Smelters may cut copper imports
(China Daily)
Updated: 2006-08-03 09:51

Chinese smelters may import less copper concentrate and reduce production if overseas miners scrap a scheme to share high copper prices with them.

The scheme, known as price participation, gives smelters the right to receive higher fees for processing concentrate, the raw material, as copper prices hover near record highs hit in May. The scheme is based on multi-year contracts.

"Concentrate prices are determined by world metal prices, therefore the price model is important," said Wang Chiwei, executive director of Jiangxi Copper Co Ltd, China's largest copper producer.

The fees are paid by miners and serve as important revenue to smelters such as Jiangxi Copper.

China is the world's biggest copper consumer, but needs to import more than half of its concentrate.

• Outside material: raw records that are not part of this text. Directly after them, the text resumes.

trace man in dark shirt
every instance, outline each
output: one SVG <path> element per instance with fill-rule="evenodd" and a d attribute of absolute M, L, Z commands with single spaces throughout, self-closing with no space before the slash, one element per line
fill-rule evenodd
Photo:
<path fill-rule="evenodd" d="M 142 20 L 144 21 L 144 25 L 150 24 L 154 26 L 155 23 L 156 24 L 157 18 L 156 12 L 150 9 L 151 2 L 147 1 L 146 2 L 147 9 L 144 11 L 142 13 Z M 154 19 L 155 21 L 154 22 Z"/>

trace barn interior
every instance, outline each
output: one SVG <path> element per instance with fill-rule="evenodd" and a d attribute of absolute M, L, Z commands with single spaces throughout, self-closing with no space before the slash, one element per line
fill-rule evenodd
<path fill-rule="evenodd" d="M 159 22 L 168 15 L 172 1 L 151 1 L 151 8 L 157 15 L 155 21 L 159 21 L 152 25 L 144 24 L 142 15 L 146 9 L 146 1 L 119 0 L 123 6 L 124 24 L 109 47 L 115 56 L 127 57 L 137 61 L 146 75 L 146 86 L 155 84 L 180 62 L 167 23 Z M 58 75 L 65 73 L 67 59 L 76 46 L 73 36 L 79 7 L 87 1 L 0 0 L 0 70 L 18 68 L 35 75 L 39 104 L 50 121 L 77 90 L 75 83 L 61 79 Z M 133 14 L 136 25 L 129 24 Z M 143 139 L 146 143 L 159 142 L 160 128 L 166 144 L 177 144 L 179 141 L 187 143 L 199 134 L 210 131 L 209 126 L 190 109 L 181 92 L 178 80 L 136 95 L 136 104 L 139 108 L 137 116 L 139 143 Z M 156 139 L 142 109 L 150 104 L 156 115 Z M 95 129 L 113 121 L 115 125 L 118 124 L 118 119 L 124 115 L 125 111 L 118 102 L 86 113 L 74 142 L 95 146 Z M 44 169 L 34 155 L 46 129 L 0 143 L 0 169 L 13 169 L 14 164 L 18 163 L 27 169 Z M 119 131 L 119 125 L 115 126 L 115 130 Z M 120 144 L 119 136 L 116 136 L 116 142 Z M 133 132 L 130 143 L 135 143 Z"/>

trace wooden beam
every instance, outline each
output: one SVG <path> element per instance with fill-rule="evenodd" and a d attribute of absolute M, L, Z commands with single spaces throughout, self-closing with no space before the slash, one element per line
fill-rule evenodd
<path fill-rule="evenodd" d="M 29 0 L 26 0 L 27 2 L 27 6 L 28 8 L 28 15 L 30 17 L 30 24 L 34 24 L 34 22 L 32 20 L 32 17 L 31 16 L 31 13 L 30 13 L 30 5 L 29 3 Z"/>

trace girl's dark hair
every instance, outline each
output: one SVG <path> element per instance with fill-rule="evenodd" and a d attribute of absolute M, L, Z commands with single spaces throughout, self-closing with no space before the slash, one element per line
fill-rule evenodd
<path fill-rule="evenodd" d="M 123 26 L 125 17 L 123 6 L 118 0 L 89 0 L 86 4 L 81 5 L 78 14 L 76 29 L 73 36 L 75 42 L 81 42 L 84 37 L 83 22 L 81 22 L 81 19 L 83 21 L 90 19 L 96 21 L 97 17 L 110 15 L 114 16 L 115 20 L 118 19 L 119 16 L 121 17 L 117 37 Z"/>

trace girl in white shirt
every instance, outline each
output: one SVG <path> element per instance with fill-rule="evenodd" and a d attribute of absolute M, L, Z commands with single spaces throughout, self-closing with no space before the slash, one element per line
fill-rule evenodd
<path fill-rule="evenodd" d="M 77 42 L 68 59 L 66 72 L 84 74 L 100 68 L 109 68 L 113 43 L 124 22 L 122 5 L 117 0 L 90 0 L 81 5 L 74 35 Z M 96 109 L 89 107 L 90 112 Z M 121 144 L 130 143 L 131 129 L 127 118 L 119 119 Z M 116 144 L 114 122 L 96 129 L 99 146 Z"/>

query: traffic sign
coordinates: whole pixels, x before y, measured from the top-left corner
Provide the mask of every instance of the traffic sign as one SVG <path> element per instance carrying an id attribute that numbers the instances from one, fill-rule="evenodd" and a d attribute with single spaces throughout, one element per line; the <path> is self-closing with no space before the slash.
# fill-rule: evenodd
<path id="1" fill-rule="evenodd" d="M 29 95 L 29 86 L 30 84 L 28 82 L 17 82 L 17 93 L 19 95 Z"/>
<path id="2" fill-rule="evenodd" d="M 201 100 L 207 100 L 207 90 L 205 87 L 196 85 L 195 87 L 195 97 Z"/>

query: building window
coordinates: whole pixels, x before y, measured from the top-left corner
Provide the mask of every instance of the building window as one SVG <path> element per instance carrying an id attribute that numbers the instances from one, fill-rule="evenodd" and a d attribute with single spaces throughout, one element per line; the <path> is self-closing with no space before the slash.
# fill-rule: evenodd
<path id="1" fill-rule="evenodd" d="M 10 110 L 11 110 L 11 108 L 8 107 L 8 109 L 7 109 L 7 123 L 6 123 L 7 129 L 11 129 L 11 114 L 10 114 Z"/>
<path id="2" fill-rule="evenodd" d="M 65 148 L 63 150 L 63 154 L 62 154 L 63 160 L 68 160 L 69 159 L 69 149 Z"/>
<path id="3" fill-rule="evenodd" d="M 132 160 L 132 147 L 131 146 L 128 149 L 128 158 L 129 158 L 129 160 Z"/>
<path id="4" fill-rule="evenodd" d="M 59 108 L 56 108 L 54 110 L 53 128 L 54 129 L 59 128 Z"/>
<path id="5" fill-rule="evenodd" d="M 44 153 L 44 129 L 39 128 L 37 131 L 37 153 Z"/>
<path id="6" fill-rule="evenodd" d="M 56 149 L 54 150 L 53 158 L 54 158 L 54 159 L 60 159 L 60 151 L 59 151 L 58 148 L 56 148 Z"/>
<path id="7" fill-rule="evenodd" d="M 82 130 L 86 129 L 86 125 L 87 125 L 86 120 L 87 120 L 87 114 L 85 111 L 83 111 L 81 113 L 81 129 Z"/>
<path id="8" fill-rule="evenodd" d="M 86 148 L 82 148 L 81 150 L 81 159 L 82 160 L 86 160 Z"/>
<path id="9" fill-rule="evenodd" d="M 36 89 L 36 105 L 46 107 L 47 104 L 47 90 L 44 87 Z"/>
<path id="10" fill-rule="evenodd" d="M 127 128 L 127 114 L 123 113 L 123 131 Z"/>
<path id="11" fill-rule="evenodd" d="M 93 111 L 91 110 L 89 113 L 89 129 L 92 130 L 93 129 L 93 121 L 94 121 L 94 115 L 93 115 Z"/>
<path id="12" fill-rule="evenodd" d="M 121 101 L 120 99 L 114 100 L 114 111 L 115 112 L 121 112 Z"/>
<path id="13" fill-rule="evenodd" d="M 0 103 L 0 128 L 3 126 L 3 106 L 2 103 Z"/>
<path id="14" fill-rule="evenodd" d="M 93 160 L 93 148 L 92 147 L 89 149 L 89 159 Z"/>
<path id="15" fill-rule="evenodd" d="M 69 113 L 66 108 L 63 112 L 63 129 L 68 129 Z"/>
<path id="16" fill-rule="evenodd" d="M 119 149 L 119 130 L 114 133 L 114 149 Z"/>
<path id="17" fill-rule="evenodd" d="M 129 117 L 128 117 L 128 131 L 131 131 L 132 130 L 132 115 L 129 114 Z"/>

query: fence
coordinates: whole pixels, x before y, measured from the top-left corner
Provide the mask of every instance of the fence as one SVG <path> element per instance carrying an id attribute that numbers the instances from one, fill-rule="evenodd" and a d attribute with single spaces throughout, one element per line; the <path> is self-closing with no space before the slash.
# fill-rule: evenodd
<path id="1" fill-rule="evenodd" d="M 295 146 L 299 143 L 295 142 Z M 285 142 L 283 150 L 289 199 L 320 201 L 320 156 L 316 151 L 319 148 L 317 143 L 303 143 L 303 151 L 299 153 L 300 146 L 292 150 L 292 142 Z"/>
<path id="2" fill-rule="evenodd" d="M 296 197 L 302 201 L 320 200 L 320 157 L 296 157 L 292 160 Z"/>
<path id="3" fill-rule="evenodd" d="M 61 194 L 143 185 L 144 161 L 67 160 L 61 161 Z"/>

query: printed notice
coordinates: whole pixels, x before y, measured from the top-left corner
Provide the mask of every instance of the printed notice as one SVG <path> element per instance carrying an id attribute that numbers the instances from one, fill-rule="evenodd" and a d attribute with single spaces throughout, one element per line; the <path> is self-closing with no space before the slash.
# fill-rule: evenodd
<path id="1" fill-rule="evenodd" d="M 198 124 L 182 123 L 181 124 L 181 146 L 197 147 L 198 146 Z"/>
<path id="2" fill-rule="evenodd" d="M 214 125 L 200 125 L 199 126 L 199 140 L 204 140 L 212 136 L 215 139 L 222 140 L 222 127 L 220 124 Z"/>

"If there is no price participation, it is not acceptable. No smelters will agree to this," said Yang Jun, head of China Smelters Purchase Team, which represents eight top Chinese smelters including Jiangxi Copper and jointly imports spot concentrate.

Yang said that BHP Billiton Plc Ltd has demanded that Japanese smelters scrap the price participation scheme for shipments between July 2006 and June 2007. If agreed, other miners such as Freeport McMoRan Copper and Gold Inc could follow suit in a bid to boost profits.

Instead of the scheme, BHP has proposed giving Japanese smelters fees equivalent to roughly US$80 per ton for treating and 8 US cents per pound for refining its concentrate, 16 per cent lower than the fees with price participation in 2006, according to Japanese industry officials.

Chinese smelters are likely to face the same proposal when they hold talks with BHP later this week on yearly fees for shipments during the same 12 months.

At least six top Chinese smelters hold multi-year contracts with BHP with about 340,000 tons of copper concentrate a year involved about a tenth of China's imports. But falling fees make the price scheme even more important to Chinese smelters.

Under the scheme, when world copper prices rose above the base copper price of 90 US cents per pound, Chinese smelters received 10 per cent of the difference on top of the agreed fees. Copper now trades above US$3.50 per pound.

The fees are then deducted from the sales price of concentrate, which is based on the world copper price.

Copper hit an all-time high of US$8,800 a ton in mid-May and is still up more than 70 per cent on the year.

"If the fees will lead smelters to make losses, smelters would prefer to cut production," Wang said.